Louisiana: Rally in solidarity with youth incarcerated at Bridge City Center
New Orleans, LA – On the afternoon of June 18, New Orleans for Community Oversight of the Police (NOCOP) and about 15 community members from Orleans and Jefferson Parish held a rally in solidarity with the youth imprisoned at Bridge City Center. For over an hour, the group held signs and banners and led chants in a loud show of support for the youth.
Cars passing by honked in support as cops and prison guards watched from the front door of the detention center. This action took place less than two days after the incarcerated youth staged an uprising and several successful escape attempts.
At 10 p.m. the night of Thursday, June 16, around 20 incarcerated youth exited their cells and managed to take over and hold parts of Bridge City Center for nearly three hours. The prison responded with state police, Jefferson Parish police, a SWAT team, and K-9 units. This rebellion happened only hours after five youth successfully escaped the facility and remained outside for hours.

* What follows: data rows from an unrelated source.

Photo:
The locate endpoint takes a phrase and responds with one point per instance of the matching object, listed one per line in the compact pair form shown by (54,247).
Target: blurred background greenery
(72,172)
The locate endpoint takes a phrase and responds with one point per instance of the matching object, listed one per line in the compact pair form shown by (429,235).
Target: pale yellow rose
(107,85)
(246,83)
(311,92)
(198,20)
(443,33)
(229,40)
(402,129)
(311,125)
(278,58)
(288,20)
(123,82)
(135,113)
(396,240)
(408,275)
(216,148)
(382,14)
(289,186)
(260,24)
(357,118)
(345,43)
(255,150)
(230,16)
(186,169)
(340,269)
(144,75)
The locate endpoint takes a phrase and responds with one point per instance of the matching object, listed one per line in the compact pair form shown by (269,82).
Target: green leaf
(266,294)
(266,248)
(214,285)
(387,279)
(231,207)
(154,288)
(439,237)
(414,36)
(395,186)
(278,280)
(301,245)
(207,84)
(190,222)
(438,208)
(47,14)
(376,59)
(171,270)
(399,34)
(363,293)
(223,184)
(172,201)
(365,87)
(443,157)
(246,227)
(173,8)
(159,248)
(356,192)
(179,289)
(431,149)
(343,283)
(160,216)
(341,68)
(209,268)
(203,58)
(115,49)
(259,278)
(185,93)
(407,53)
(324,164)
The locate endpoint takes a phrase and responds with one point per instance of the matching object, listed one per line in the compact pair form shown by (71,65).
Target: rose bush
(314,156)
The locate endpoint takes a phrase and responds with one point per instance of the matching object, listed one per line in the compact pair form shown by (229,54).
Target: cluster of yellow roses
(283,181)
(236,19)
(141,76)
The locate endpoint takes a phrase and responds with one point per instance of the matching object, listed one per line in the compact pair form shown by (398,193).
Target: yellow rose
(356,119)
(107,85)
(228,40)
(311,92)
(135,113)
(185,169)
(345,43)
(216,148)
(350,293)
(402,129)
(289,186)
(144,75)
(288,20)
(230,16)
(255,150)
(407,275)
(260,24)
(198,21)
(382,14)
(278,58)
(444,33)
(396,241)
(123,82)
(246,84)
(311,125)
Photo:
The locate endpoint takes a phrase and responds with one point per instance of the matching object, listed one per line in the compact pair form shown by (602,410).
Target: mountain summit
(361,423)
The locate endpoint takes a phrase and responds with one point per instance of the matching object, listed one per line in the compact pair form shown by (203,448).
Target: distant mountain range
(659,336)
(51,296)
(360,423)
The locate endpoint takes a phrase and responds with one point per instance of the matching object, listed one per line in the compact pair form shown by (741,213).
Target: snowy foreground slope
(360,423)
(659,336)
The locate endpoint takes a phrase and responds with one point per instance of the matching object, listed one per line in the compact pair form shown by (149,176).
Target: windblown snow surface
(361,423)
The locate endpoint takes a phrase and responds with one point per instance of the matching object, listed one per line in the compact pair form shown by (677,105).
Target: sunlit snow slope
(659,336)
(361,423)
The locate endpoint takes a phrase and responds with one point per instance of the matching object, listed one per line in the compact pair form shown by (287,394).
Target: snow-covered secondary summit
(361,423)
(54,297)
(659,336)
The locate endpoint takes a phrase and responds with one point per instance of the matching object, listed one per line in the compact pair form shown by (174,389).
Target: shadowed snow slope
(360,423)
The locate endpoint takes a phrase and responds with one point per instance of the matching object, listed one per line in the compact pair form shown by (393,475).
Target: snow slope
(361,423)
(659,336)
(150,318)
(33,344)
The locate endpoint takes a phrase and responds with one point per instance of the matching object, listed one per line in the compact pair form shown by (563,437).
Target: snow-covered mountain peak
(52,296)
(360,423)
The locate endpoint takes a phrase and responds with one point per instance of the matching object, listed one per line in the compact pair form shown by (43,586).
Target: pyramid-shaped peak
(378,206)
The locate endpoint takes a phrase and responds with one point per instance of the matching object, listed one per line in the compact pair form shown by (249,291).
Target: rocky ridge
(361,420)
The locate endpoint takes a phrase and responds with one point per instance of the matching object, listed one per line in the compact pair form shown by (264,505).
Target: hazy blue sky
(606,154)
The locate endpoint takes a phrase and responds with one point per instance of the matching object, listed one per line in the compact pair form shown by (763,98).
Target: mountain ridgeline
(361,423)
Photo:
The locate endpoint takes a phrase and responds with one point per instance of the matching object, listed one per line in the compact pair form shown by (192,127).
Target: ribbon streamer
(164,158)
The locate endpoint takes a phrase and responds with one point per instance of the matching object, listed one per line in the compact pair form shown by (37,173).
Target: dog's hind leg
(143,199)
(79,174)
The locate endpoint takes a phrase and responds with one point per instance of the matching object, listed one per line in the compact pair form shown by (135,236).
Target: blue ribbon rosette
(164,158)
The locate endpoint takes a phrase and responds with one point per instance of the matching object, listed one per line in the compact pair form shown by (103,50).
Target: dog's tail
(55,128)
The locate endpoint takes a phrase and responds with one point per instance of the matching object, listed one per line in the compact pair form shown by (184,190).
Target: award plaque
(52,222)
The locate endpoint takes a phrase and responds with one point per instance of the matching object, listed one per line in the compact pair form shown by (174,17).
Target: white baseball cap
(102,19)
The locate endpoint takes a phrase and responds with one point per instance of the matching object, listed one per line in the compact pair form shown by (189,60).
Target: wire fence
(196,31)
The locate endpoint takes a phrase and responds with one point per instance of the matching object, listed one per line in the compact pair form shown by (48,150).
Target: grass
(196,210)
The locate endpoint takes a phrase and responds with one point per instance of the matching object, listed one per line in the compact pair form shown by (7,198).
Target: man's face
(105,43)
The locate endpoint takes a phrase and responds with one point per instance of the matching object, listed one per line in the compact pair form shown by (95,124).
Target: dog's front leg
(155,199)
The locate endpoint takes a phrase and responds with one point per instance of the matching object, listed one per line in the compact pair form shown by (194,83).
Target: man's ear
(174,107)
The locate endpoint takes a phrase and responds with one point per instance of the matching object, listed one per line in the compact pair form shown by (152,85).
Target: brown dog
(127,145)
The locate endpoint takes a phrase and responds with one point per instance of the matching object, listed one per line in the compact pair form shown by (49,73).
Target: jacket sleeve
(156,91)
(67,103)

Since then, parish and state politicians increased the number of police at Bridge City Center for Youth and called for the facility’s closing. Louisiana state officials are now developing plans to convert the defunct Jetson Center – closed due to horrible conditions – into a high-security prison for the youth.
The NOCOP members and supporters gathered on the levee of the Mississippi River across the street from the prison with the hope that the youth inside could see the show of support. Chants of “No more retaliation! End mass incarceration!” “What’s outrageous? Kids in cages!” and “Bridge City Youth is right to rebel! State troopers go to hell!” rang across the levee and surrounding neighborhoods.
“The Louisiana State Police are racist. They murder Black people without consequence and are accountable to no one,” Toni Duplechain-Jones, an organizer with NOCOP, said. “These goons are being sent to repress youth for rebelling against the abuse they experience inside of Bridge City jail.”
“Immigrants are also criminalized just as these youth are criminalized. They are right to resist. They are right to rebel. We are watching and we support you and we are here for you!” Mohamed Khan, an organizer with New Orleans Immigrants’ Rights Action (NOIRA) said.
Parents of the incarcerated youth have raised attention to the mistreatment and abuse at Bridge City Center for years. The facility has held the youth captive throughout the entirety of the COVID-19 pandemic, refusing to allow them to see or call family.
Bridge City Center for Youth has a track record of unaddressed abuse. Adult staff members are poorly trained; bring in contraband; and groom the youth, forming inappropriate relationships. The Center has refused to feed the youth imprisoned at the prison for days at a time.
Media outlets, which originally called the youth’s action for what it was – an uprising – have shifted their narrative and are now calling their resistance a “fight.” This narrative shift obscures the power of the youth’s decisive, political act of resistance.
In quick response to these forces, NOCOP staged this rally to demand that the prison staff not retaliate against the youth incarcerated at the facility and to show support for their struggle against their horrible conditions.